German chancellor says pandemic 'still at the beginning'
German Chancellor Angela Merkel on Thursday urged Germans to show persistence and discipline to get through the pandemic that is "still at the beginning."
"We are on thin ice, the thinnest ice even," Merkel told the Bundestag lower house of Parliament, saying that Germans must still be vigilant despite a recent decline in the number of cases. Germany should not “gamble away” what it has achieved, she said, referencing attempt of local states to loosen lockdown restrictions.
She also called the WHO "an indispensable partner," distancing her government from President Donald Trump's pause in U.S. funding to the global body. Germany — which has more than 150,000 infections — has the fifth highest COVID-19 caseload behind the U.S., Spain, Italy and France, but has kept fatalities down due to early and extensive testing.
Italian cruise ship in Japan confirms 48 coronavirus cases
An Italian cruise ship docked in Nagasaki City, Japan has confirmed at least 48 cases of coronavirus, the Nagasaki Prefecture government said on Thursday. There are currently 623 crew members, and no passengers, onboard the Costa Atlantica.
The staff onboard have mild symptoms and remain quarantined on board in single rooms, except for those on essential duties, including cooking and delivering food for their colleagues, officials said. One crew member was transferred to the hospital after his condition worsened and is now on a ventilator, according to a local government official.
The cruise ship has been docked in Nagasaki City, Japan for repairs since late January. The Costa Atlantica infections come after the cases on the Diamond Princess cruise ship in Yokohama two months ago, where more than 700 passengers and crew were found to be infected.
California town tests every resident for COVID-19
Virus shutdowns will likely make NFL draft most bet on ever
ATLANTIC CITY, N.J. — For those who haven’t mastered the odds of Belarussian soccer or Russian table tennis, this week’s NFL draft gives U.S. gamblers their first opportunity in weeks to bet on an event about which they actually know something.
With major sports shut down for more than a month because of the coronavirus outbreak, American sportsbooks say they expect football’s annual draft to be the most bet on ever.
Desperate to offer a familiar event, online sportsbooks say they are seeing a much greater volume of bets on the draft this year.
Several sportsbooks estimated the gambling industry as a whole could see $5 million wagered on the draft in the U.S. this year; FOX Bet estimated the market at $20 million, up from a typical draft of about $1 million.
Vegas workers push back after call to reopen casinos, hotels
After Las Vegas Mayor Carolyn Goodman called Wednesday for the swift reopening of hotels and casinos, many who earn livelihoods in such establishments said they were afraid to return unless strict safety measures were introduced for themselves and guests.

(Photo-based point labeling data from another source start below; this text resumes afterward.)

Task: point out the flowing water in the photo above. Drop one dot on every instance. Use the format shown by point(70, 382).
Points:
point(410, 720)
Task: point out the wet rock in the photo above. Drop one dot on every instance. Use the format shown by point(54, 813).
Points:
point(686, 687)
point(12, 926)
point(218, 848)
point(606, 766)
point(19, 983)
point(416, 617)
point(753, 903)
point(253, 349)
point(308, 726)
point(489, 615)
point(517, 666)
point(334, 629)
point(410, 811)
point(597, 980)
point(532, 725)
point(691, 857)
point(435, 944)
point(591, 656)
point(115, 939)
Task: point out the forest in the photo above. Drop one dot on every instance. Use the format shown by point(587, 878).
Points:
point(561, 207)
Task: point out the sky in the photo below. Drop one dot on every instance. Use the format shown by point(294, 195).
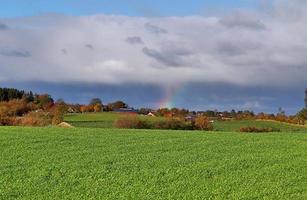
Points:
point(195, 54)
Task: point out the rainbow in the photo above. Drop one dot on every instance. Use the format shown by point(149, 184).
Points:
point(172, 93)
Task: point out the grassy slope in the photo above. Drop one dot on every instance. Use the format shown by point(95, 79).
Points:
point(106, 120)
point(50, 163)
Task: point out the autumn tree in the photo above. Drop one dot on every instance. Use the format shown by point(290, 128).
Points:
point(302, 115)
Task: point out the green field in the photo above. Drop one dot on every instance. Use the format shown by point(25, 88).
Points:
point(81, 163)
point(106, 120)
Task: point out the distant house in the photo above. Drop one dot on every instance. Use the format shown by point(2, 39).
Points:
point(126, 110)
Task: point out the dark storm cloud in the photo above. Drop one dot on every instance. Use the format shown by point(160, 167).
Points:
point(89, 46)
point(168, 58)
point(155, 29)
point(64, 51)
point(134, 40)
point(15, 53)
point(241, 20)
point(3, 27)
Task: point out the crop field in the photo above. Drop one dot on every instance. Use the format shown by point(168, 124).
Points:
point(84, 163)
point(106, 120)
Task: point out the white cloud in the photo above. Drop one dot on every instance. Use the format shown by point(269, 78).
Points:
point(244, 48)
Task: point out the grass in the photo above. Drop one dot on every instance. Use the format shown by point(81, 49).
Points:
point(53, 163)
point(106, 120)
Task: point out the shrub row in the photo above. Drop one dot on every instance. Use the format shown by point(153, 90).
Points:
point(258, 130)
point(134, 122)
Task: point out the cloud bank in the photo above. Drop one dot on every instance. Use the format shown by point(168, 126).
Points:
point(243, 48)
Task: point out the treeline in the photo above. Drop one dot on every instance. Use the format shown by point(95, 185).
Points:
point(18, 107)
point(135, 122)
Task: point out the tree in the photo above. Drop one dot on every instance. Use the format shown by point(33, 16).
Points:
point(116, 105)
point(58, 113)
point(202, 123)
point(302, 115)
point(97, 108)
point(95, 101)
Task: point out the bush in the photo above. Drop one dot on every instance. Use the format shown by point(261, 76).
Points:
point(257, 130)
point(36, 119)
point(131, 122)
point(8, 121)
point(203, 123)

Although Goodman said the businesses should reopen, she did not provide any guidelines on how they should handle social distancing and other safety measures to prevent the spread of coronavirus.
"I want us open in the city of Las Vegas so our people can go back to work," Goodman said in a CNN interview. She was asked how that could be accomplished while prioritizing employees' safety by implementing social distancing.